The present invention relates to a method of simulating a rolling tire which is capable of analyzing vibration characteristics during rolling on a road with high accuracy.
2. Related Art
In recent years, a computer simulation has been used for development of a tire. The computer simulation enables performance to some extent to be predicted without experimentally manufacturing the tire. As the computer simulation has been known, for example, a rolling simulation, in which a tire model is made to roll on a road model. Each model consists of finite elements. With this simulation, the vibration characteristic of the tire can be predicted by obtaining a time history of a vertical force inputted into a tire axis of the rolling tire model.
FIG. 14 is a side view partly showing a visualized tire model. Small three-dimensional elements e . . . are sequentially arranged in a tire circumferential direction at a tread surface a of the tire model. Each of the three-dimensional elements e . . . consists of a tetrahedral or hexahedral solid element or the like. The surface of each of the elements is flat. Therefore, the tread surface “a” of the tire model and a belt model, not shown, defined inside thereof are not formed into a perfect circle but a regular polygonal shape, as viewed from the side.

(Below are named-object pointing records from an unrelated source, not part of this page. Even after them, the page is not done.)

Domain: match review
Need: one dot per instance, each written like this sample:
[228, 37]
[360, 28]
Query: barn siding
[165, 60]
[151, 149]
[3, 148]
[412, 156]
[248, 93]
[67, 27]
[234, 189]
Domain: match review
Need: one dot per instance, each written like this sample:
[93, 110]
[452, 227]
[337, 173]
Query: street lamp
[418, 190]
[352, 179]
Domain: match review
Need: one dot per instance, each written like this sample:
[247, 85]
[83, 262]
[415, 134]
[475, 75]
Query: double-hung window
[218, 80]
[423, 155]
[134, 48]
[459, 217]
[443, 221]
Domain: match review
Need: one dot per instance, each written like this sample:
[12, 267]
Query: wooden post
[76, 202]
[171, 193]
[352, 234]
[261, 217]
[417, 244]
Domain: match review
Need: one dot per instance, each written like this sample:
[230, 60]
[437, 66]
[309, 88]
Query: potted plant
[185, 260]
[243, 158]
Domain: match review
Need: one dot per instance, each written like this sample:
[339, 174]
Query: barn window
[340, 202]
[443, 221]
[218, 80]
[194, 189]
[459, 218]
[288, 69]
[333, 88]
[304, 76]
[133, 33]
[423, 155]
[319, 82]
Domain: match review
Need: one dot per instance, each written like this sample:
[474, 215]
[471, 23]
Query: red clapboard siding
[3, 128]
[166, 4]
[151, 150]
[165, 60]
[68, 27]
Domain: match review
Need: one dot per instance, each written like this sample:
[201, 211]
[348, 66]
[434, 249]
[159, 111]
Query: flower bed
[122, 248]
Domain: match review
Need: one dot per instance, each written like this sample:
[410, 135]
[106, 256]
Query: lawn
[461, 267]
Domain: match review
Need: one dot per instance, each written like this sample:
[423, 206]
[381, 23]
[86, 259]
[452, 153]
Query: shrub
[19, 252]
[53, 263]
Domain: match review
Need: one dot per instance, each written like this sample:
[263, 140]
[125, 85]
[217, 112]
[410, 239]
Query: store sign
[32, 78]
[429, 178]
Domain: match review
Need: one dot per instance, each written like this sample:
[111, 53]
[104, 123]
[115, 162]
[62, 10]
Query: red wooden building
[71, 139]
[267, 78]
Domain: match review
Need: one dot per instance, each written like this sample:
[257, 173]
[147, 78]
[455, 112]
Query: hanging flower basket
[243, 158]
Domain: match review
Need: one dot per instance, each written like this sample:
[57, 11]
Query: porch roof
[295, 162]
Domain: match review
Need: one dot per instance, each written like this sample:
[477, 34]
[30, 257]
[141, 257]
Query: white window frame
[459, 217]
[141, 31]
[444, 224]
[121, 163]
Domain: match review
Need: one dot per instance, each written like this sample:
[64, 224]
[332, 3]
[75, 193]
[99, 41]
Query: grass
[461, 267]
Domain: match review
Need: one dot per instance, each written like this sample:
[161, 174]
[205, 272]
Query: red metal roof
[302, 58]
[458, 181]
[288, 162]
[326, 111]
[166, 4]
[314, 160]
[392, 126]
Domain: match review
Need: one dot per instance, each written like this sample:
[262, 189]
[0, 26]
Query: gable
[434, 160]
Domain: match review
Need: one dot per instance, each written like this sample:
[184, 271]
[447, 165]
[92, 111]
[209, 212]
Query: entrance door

FIG. 11B is a graph showing the results of a simulation, in which the above-described tire model is made to roll on a road model at a constant running speed. This graph shows the results of a frequency-analysis of the time history of the vertical force inputted into the tire axis of the tire model, wherein the horizontal axis designates a frequency while a vertical axis designates a gain value thereof. As is clear from FIG. 11B, it is found that the simulation results include a peak vibration component NP, which should not have been generated in an actual tire. The peak vibration component NP is considered to be generated by summing forces for periodically lifting up vertexes “et” of the polygonal shape defined by the tread surface “a” of the tire model from the surface of the road every time the vertex collides with a road model.
It has been found that a frequency Ft of the peak vibration component NP is uniquely determined in accordance with Equation (1) below. It is not preferable that the analysis results include a vibration noise having the above-described peak.Ft (Hz)=N×R  (1)
Here, reference character “N” is the number of elements, which have a great rigidity and are arranged in the tire circumferential direction, of the tire model exemplified by an element made of tread rubber or an element consisting of a belt layer; and reference character “R” is a rotating speed per second of the tire model determined by a running speed V and an outer diameter of the tire model.
The tire model can be more formed into a perfect circle by increasing the number “N” of elements of the tire circumferential direction. However, such a method only transfers the frequency Ft to a high frequency region. Furthermore, the increase in the number “N” of elements markedly prolongs a calculation time of the simulation.